New Jersey’s PASPA Lawsuit
New Jersey’s lawsuit challenging the PASPA is currently pending before the U.S. Supreme Court. On June 27, 2017, the justices decided to consider New Jersey’s appeal.
In 2012, New Jersey passed a law establishing a regulatory framework for legalized sports betting. The country’s major professional sports leagues and the NCAA filed a lawsuit, which was joined by the Department of Justice. In its defense, the State of New Jersey argued that the federal ban is unconstitutional. It specifically maintained that the power to regulate gambling and benefit from the revenue it generates should rest with the states and not the federal government. New Jersey further argued that the PASPA violates the equal protection clause of the Fourteenth Amendment because it is not applied equally across all states. The Third Circuit rejected the constitutional challenge and concluded that the State could not regulate sports betting without running afoul of the PASPA. However, the appeals court held that the states retained “much room . . . to make their own policy” and were free to “enforce the laws they choose to maintain.”
Seeking to comply with the Third Circuit’s decision, New Jersey passed a 2014 law that partially repealed State laws prohibiting sports wagering. The sports leagues again filed suit. In response, the State now alleges that it is unconstitutional for the PASPA to dictate the extent to which the states must maintain their prohibitions on sports wagering.

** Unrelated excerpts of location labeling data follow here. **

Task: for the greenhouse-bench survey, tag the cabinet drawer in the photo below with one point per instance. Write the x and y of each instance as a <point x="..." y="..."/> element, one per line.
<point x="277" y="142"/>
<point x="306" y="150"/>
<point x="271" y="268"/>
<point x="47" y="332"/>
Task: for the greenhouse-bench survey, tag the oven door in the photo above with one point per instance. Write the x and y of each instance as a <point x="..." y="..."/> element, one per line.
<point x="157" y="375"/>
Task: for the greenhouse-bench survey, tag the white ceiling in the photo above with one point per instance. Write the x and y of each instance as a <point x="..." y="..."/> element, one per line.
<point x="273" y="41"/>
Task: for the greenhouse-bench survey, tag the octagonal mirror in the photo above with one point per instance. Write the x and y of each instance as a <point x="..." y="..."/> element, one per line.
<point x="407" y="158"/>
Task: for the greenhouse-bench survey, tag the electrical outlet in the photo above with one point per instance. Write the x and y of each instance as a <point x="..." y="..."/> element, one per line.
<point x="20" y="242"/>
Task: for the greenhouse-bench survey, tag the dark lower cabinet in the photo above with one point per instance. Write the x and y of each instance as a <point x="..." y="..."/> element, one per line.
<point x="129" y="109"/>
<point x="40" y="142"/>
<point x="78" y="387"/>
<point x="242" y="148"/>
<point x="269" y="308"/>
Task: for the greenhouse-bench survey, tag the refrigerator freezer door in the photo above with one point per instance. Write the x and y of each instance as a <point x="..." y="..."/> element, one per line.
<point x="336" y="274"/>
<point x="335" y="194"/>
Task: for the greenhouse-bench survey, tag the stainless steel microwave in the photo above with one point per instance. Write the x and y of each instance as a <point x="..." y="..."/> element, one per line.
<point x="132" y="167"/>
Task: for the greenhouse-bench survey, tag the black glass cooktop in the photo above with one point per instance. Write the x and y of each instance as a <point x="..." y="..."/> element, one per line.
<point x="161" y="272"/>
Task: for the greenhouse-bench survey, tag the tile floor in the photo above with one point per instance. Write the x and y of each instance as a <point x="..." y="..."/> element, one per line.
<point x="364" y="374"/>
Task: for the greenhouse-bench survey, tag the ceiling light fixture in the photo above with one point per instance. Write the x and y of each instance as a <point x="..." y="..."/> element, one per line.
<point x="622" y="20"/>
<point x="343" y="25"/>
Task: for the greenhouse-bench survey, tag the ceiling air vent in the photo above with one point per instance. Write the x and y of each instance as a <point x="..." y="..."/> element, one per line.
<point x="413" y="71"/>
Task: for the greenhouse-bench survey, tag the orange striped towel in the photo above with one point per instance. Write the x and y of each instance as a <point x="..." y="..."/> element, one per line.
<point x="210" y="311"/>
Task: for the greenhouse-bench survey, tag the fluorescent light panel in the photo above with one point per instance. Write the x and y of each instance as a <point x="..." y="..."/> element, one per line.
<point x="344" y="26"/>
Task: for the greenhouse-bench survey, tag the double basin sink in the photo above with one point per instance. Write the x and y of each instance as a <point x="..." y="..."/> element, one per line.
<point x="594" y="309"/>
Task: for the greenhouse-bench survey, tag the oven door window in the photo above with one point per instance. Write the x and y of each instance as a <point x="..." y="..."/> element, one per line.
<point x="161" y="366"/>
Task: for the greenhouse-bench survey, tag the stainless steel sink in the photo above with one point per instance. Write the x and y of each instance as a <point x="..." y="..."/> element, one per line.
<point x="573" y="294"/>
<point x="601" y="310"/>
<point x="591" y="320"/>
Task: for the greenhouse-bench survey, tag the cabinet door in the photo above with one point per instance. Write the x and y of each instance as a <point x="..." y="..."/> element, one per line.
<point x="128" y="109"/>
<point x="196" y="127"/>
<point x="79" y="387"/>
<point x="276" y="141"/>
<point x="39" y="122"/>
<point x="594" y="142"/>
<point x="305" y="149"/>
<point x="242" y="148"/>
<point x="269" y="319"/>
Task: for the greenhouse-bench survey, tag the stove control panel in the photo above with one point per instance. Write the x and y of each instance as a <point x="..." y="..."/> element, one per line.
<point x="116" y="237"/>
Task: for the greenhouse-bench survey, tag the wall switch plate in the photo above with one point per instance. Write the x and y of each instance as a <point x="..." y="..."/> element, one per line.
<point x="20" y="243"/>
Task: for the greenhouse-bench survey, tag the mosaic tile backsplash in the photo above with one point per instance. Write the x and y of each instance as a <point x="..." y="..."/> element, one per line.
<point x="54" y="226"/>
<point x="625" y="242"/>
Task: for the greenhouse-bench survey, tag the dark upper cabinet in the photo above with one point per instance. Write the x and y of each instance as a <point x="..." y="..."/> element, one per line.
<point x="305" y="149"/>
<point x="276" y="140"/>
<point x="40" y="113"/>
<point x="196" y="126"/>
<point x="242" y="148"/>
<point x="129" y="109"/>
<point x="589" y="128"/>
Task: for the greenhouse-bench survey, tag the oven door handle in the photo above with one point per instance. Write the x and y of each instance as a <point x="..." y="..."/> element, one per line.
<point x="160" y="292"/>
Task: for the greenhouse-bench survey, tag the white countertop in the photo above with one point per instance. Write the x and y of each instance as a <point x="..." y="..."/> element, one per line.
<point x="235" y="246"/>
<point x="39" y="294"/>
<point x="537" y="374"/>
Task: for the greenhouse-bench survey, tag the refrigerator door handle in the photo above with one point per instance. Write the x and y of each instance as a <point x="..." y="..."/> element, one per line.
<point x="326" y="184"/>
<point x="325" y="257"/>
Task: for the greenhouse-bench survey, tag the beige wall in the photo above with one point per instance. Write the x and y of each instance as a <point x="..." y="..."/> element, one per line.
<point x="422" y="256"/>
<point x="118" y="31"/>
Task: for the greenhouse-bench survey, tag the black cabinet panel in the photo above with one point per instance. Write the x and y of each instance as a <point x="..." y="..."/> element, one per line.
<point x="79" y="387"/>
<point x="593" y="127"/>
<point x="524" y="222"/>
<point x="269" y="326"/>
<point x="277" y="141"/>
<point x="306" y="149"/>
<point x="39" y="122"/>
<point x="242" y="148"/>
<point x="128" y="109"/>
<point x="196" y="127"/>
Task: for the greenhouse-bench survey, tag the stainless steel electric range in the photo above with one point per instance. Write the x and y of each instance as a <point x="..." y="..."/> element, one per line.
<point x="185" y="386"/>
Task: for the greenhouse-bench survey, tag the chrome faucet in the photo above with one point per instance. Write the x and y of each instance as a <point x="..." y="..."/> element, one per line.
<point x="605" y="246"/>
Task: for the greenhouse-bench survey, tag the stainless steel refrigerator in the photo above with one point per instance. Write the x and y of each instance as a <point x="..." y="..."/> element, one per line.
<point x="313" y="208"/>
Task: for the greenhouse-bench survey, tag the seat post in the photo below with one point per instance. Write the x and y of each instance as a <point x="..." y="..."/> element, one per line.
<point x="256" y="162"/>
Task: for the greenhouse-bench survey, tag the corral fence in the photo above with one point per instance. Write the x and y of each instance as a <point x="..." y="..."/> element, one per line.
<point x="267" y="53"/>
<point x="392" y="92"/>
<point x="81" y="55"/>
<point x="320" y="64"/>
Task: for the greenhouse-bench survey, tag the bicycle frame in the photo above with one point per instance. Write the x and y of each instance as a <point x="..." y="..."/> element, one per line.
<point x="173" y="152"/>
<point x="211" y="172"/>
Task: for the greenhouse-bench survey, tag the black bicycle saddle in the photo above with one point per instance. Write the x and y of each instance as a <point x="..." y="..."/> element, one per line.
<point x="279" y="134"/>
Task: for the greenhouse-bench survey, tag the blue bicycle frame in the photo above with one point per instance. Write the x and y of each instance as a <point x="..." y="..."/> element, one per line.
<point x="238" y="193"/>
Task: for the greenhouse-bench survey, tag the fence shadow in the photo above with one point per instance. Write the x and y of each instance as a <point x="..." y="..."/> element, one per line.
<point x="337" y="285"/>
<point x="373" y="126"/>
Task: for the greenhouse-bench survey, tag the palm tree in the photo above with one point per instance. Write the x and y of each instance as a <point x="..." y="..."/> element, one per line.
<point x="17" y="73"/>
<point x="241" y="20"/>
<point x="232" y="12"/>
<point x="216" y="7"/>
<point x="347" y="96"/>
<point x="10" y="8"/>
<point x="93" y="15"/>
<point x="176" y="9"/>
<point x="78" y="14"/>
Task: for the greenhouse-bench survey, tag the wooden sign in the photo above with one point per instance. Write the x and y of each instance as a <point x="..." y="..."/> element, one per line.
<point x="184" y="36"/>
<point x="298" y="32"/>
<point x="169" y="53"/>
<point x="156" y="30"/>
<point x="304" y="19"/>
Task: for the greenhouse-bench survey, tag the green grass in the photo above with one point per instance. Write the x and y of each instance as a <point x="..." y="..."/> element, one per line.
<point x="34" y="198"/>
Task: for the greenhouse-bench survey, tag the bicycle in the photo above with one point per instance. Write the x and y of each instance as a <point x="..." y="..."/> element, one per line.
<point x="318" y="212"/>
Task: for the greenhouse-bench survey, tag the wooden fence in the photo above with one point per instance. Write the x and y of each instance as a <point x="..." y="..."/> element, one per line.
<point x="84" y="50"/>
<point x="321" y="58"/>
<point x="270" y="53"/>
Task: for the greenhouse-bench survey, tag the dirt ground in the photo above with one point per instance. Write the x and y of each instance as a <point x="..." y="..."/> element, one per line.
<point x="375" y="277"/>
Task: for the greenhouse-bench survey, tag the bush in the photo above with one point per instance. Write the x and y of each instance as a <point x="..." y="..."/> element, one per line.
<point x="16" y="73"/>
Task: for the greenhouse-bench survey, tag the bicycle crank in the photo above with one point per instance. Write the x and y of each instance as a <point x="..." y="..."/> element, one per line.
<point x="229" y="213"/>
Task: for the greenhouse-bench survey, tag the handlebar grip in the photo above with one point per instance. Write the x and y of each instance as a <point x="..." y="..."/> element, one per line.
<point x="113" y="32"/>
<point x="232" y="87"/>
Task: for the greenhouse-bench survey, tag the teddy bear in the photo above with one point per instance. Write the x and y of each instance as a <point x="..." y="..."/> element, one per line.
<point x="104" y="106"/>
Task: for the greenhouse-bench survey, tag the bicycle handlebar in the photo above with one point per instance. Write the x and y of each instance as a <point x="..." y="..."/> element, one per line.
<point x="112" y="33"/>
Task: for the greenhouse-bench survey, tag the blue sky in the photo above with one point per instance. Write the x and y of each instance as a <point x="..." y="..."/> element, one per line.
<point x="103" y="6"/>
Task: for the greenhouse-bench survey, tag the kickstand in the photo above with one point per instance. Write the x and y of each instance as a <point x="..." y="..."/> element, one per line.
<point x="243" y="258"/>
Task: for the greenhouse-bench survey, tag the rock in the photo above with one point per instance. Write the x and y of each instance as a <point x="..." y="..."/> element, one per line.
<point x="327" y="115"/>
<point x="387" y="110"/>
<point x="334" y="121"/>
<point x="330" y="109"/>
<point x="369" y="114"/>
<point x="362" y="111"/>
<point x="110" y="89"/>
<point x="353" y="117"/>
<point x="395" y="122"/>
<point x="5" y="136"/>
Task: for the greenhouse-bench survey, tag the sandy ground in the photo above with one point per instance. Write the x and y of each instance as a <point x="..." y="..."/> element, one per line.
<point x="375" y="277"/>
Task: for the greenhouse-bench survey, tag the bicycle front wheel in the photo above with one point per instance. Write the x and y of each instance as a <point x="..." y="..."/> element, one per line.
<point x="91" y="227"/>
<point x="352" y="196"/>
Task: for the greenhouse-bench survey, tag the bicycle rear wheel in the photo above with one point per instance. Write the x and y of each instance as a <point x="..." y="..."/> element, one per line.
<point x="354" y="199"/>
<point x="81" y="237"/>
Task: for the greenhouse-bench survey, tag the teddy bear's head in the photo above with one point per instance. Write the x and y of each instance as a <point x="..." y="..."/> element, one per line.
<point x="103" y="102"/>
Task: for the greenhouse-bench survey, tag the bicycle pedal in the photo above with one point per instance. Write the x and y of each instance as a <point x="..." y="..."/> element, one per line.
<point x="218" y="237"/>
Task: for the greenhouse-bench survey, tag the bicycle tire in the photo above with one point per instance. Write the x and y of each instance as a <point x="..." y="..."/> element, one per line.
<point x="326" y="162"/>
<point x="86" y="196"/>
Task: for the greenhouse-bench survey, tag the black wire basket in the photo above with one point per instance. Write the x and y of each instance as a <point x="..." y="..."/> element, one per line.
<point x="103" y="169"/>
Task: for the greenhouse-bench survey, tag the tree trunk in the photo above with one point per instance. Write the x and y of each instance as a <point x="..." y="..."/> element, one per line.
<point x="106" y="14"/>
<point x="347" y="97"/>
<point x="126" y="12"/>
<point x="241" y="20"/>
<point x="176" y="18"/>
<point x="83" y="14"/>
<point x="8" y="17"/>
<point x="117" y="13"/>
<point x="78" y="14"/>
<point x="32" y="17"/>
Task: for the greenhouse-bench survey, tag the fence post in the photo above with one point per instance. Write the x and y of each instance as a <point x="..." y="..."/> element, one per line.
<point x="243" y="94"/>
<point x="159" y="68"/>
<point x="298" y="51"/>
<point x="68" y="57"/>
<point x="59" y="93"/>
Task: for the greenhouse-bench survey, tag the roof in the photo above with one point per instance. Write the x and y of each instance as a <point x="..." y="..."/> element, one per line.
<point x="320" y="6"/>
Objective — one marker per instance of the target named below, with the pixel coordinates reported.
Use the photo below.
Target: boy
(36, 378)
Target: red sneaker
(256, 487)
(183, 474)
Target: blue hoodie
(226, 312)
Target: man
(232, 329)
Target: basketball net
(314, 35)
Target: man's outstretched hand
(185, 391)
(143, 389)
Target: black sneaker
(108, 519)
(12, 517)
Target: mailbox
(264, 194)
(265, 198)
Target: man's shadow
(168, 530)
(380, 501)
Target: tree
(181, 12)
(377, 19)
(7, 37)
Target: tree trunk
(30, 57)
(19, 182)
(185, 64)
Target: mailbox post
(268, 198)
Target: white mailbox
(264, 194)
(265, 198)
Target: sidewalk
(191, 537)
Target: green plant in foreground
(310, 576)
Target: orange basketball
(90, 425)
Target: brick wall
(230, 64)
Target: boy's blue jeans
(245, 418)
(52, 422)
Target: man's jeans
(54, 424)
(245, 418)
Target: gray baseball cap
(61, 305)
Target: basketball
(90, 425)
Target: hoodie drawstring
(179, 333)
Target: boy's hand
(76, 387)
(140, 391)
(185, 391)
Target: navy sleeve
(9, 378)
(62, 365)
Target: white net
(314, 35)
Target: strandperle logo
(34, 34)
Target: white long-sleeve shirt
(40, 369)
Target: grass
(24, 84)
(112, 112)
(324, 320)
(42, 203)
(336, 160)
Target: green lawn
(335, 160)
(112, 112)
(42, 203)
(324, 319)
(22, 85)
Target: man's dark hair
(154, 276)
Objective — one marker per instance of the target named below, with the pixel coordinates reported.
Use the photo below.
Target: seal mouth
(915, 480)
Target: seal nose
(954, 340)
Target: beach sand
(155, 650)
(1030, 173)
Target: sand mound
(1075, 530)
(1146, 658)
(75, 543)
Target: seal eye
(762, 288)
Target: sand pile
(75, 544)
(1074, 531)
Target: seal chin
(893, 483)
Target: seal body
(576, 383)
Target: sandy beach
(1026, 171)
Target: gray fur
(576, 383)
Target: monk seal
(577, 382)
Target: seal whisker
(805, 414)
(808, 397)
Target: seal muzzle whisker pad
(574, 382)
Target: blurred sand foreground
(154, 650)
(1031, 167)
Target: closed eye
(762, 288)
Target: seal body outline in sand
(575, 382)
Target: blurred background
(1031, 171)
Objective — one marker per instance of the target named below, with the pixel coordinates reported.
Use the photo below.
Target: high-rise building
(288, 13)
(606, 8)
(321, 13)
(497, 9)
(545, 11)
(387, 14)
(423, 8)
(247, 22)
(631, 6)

To date, New Jersey has been unsuccessful in convincing a court to agree that the PASPA is unconstitutional. However, the Third Circuit did acknowledge that Gov. Christie is not the only one to raise issues with the PASPA. “PASPA is not without its critics,” the Third Circuit wrote. “It has been criticized for prohibiting an activity, i.e., sports gambling, that its critics view as neither immoral nor dangerous. It has also been criticized for encouraging the spread of illegal sports gambling and for making it easier to fix games, since it precludes the transparency that accompanies legal activities.”
The recently formed American Sports Betting Coalition (ASBC) is actively lobbying to overturn the federal sports betting ban. With a diverse membership that includes the Fraternal Order of Police, National District Attorneys Association, U.S. Conference of Mayors and National Conference of State Legislatures, the legislative solution could prove to be more successful than the judicial one. New Jersey residents, and other states interested in lifting the federal sports betting ban anxiously await the Supreme Court’s decision.